Are you First Nations?
Last Door has provided addiction treatment to the First Nations People for 35 years. From across Canada, people have accessed our treatment beds. Call today for a telephone screening.
The First Nations community has faced many barriers to addiction services over the years. Getting into treatment can be difficult as can getting into a treatment program that meets your cultural needs. Last Door has worked with many First Nations people and has learned from them while they have learned from us.
The Social Model program at Last Door is conducive to the sense of community that First Nations people are struggling to regain. While at Last Door First Nations individuals become part of a vibrant and powerful and spiritual “recovery community” that is respectful and inclusive of all spiritual beliefs.
Community members share and learn together and contribute to the health and happiness of the community. Many First Nations members of the Last Door Community have returned to their home communities bringing not just themselves but a renewed spirit they share with others. Last Door does its best to remove the barriers to treatment for it’s First Nations applicants.

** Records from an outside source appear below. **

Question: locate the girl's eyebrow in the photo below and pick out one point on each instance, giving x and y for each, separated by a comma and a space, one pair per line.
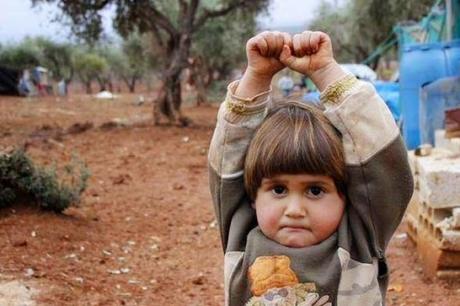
316, 181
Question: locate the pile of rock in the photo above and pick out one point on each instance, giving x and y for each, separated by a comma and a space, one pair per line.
434, 212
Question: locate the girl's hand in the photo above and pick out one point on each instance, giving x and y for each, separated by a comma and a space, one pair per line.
263, 52
311, 54
311, 51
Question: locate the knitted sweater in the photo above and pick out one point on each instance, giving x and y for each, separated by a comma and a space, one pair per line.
349, 267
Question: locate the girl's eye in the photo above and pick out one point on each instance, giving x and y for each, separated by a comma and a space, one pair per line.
315, 191
278, 190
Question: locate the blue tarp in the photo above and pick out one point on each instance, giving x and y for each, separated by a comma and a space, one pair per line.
435, 98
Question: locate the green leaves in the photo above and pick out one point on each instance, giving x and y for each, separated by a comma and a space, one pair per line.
20, 179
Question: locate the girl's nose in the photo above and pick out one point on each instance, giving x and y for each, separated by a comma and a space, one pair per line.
295, 208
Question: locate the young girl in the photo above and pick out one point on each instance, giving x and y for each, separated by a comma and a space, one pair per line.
307, 200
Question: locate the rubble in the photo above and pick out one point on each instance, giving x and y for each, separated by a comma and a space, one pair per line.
433, 214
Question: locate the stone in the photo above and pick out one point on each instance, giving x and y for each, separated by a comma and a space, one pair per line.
438, 179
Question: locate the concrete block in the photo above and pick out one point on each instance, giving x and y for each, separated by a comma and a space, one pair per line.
439, 179
435, 261
456, 218
451, 144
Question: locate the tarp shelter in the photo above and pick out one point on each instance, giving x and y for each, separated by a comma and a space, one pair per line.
9, 79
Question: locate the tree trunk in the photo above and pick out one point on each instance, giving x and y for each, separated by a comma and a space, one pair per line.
88, 87
170, 102
132, 85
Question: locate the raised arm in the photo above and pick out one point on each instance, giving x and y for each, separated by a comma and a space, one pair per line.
379, 179
239, 116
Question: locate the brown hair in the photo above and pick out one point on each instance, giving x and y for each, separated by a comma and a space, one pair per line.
294, 138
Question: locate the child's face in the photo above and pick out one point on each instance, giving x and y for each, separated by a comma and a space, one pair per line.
298, 210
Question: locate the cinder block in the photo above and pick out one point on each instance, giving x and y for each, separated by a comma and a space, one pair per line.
456, 217
451, 144
439, 179
435, 261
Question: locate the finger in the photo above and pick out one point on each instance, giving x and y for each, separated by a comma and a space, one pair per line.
270, 41
305, 42
262, 46
287, 40
325, 40
314, 42
297, 45
287, 58
279, 43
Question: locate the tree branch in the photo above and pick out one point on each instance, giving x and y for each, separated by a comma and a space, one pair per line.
159, 19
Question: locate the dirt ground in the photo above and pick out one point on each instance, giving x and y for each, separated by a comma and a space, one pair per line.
144, 233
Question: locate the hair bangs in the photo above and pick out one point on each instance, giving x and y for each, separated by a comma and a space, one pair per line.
294, 139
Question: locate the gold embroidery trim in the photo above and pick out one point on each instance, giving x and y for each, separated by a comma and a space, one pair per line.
240, 108
337, 90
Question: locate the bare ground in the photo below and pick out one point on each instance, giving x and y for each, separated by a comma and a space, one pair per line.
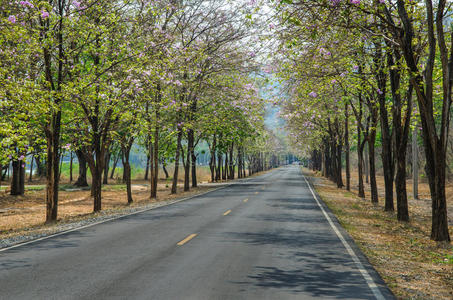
412, 265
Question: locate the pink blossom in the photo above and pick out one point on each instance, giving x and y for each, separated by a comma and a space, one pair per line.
44, 14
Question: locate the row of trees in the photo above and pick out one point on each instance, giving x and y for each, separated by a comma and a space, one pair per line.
89, 76
361, 73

A personal story of overcoming addiction and alcoholism
Video Transcription
Farrel: It’s been years and years of struggling, knowing that I’m an alcoholic but not willing to do anything about it. I had been through the treatment centers four times, and the four last ones were First Nations ones and sadly none of them took. My addiction brought me to so many lower and lower depths. You never know when you’re end or your bottom is going to come, but mine had to come otherwise I was going to die. The bottom line is I’d had enough, and I needed something different. I needed a change and I had a first nations cousin who had previously gone through The Last Door. He was even worse-off than me. He ended up in the Downtown Eastside doing his drug of choice in back alleys and stuff and the Door brought him from those depths to a place of relative sanity I guess. If it could do something for someone like that, then maybe this place has something to offer me? The Door promotes community at the same time being cultural sensitive to what I need to work through. They don’t discriminate; they deal with every ethnic background in here. Another thing the Last Door promotes is one addict helping another. That’s very important. I’ve had the good fortune of having other First Nations follow me into the program and I managed to take them to sweats and stuff and to them it made a big difference to know that “Okay, this isn’t just a center that jams the twelve steps down your throat.” They let you do what you need to do while keeping your cultural background in check. For me, they allowed me to be proud that I’m First Nations. Finally come to terms with how much shame I carry and to say that my name is Farrel and I’m an alcoholic is nothing but a gift for me and I’m able to sit. Would I recommend the Last Door to First Nations people? In a heartbeat. I have a lot of people within my community that suffer from alcoholism so you know, if there’s one suggestion I could possibly give to them, it’s the Last Door.